All-Natural, Healthy Soda Whey can act as a starter for any number of sweet or sour tonic beverages. The base for these beverages is usually a combination of water, sugar, and flavoring. The combinations are endless as various fruits, herbs, and spices can fill these roles. The addition of a quarter cup of whey per quart of beverage base provides the lactic acid bacteria to ferment the drink. After combining whey with your favorite concoction let it ferment for a day in a warm place until you see bubbles. Then transfer the liquid into sealable bottles and leave them out for another day (and beware of the possibilities of explosions with pressurized containers). Refrigerate and enjoy them on a nice warm day.
I like making a gorgeously bright beet juice goat whey soda. I cut a small purple beet into cubes and put it in a quart jar, then add a quarter cup of whey and a few spoonfuls of honey, fill the remaining space with water and then follow the directions above. Whey sodas are tasty all year round, but extra satisfying on a hot summer day. For more ideas see The Art of Fermentation by Sandor Ellix Katz.
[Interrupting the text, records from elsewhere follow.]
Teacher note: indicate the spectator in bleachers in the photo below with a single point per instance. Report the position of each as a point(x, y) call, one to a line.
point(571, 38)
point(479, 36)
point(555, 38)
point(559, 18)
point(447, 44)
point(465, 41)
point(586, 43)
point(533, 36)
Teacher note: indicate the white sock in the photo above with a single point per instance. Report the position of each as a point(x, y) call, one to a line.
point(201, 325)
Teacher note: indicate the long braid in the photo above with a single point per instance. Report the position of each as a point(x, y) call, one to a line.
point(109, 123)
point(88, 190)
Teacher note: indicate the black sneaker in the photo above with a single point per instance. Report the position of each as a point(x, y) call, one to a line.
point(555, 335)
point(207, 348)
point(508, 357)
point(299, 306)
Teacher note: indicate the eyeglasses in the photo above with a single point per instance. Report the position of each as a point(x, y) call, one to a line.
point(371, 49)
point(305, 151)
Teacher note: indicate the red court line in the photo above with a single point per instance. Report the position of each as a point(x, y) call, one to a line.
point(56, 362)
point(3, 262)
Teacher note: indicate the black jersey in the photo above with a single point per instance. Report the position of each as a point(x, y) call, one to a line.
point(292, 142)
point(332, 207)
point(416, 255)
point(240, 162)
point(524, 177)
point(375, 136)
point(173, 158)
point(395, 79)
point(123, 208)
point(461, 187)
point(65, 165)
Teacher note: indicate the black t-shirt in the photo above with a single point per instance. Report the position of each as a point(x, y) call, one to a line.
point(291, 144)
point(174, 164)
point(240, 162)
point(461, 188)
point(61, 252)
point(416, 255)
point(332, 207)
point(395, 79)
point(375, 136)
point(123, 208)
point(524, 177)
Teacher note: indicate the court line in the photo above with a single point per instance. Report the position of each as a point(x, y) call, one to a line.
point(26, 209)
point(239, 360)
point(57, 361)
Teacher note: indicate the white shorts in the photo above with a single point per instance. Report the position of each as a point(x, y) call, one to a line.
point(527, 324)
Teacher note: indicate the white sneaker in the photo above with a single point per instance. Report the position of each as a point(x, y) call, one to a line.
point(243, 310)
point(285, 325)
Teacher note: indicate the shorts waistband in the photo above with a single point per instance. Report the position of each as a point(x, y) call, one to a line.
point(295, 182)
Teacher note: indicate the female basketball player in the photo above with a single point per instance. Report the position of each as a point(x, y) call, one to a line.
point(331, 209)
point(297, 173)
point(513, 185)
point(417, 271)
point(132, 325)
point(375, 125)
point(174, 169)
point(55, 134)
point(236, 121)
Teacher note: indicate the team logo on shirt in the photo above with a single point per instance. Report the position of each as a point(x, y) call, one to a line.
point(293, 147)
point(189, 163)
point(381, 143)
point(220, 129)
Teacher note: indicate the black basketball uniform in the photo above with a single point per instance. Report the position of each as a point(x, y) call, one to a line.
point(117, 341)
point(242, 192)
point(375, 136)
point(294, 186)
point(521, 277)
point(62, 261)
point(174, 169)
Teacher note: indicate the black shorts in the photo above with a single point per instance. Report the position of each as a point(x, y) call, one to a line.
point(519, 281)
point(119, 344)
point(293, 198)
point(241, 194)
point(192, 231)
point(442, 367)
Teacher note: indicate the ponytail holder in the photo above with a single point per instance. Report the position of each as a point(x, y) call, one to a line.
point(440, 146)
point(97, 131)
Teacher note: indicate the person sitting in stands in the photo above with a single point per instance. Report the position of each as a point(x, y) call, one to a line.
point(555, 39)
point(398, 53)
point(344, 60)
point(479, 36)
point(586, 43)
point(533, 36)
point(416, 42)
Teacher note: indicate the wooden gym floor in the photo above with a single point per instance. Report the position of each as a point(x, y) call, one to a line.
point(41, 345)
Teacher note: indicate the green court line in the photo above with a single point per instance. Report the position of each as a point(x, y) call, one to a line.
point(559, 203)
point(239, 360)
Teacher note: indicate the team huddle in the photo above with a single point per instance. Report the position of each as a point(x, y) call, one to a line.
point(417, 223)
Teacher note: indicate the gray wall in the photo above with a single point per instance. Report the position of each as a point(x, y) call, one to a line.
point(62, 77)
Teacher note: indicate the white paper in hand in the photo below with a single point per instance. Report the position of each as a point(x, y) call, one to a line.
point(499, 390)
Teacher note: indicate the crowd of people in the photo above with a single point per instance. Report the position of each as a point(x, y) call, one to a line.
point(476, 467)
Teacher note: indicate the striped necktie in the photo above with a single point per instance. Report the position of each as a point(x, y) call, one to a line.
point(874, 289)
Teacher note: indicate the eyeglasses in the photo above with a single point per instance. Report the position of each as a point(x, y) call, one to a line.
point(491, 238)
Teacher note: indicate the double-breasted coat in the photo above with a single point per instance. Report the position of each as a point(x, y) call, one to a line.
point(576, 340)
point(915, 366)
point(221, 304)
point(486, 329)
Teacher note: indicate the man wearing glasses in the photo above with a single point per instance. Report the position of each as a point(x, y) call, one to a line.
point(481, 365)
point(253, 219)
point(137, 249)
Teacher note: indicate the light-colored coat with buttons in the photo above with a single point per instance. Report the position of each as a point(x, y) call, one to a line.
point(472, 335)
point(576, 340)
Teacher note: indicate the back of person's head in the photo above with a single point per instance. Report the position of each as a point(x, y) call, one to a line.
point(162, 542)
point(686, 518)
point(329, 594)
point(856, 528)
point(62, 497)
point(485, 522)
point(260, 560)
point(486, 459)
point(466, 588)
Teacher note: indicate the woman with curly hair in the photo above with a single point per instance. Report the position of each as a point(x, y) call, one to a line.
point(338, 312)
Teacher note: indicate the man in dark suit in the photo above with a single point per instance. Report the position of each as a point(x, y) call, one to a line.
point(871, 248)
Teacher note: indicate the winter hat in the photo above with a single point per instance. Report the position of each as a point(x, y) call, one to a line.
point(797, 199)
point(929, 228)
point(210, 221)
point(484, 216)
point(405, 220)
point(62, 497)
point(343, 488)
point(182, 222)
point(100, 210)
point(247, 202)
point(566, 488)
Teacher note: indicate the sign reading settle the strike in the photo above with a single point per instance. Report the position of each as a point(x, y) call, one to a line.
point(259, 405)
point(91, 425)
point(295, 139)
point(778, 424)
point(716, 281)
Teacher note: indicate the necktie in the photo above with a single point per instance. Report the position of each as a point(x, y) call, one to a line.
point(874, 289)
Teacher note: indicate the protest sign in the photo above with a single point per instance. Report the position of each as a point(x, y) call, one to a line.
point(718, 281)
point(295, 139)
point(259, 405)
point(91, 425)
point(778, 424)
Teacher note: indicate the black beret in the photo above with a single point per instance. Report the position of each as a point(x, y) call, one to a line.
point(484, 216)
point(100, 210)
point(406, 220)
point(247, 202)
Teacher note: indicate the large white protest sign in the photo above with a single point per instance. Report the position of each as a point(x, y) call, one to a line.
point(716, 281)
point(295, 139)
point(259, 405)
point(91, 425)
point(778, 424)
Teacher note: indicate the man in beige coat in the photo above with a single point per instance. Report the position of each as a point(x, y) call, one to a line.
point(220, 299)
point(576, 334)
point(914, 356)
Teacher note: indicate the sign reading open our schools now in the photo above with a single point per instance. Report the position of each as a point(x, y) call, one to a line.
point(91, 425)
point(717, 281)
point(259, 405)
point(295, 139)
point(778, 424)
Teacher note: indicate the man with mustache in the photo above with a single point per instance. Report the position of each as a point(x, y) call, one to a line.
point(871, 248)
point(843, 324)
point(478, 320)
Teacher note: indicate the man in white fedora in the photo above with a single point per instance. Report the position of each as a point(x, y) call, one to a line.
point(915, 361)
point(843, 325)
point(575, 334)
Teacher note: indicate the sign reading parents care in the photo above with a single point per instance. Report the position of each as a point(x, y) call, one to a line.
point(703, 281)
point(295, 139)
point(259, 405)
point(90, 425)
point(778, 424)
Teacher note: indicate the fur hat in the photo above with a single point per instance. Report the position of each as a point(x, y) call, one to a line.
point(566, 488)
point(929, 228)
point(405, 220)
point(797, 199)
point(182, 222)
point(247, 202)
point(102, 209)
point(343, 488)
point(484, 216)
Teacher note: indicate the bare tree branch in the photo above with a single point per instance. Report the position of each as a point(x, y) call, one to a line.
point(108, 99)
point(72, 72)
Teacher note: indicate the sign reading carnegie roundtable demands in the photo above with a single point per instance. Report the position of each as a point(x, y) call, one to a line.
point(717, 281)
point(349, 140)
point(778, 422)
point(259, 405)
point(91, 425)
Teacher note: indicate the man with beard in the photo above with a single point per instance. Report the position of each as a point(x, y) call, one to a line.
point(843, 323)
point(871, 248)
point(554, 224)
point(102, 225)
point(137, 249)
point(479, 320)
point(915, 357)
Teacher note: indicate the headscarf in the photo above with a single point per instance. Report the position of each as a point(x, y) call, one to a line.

Lacto-Fermentation Whey can act as a starter for vegetable ferments, a way to preserve food without refrigeration. The process involves allowing lactobacilli present on the surface of plants to proliferate and inhibit the growth of rot-inducing bacteria. Adding a few tablespoons of whey per quart of ferment will ensure you have the necessary bacteria present.
For example, you can fill a pint jar with dilly beans from your garden (or any vegetable), add a tablespoon of whey and salt, then leave it at room temp for a few days, opening the lid once a day to “burp” the ferment so it doesn’t spill over. After a few days the jars can be transferred to a cool place to store until you're ready to enjoy them. Lacto-fermentation makes it possible to enjoy garden goodness even in the depths of winter.
The preserving powers of whey extends beyond fresh fermentations. You can add whey to any tinned, canned, or jarred goods you may have opened. Several hours of fermentation will add flavor and reduce spoilage. You will even extend the life of the food for an extra day or two without refrigeration.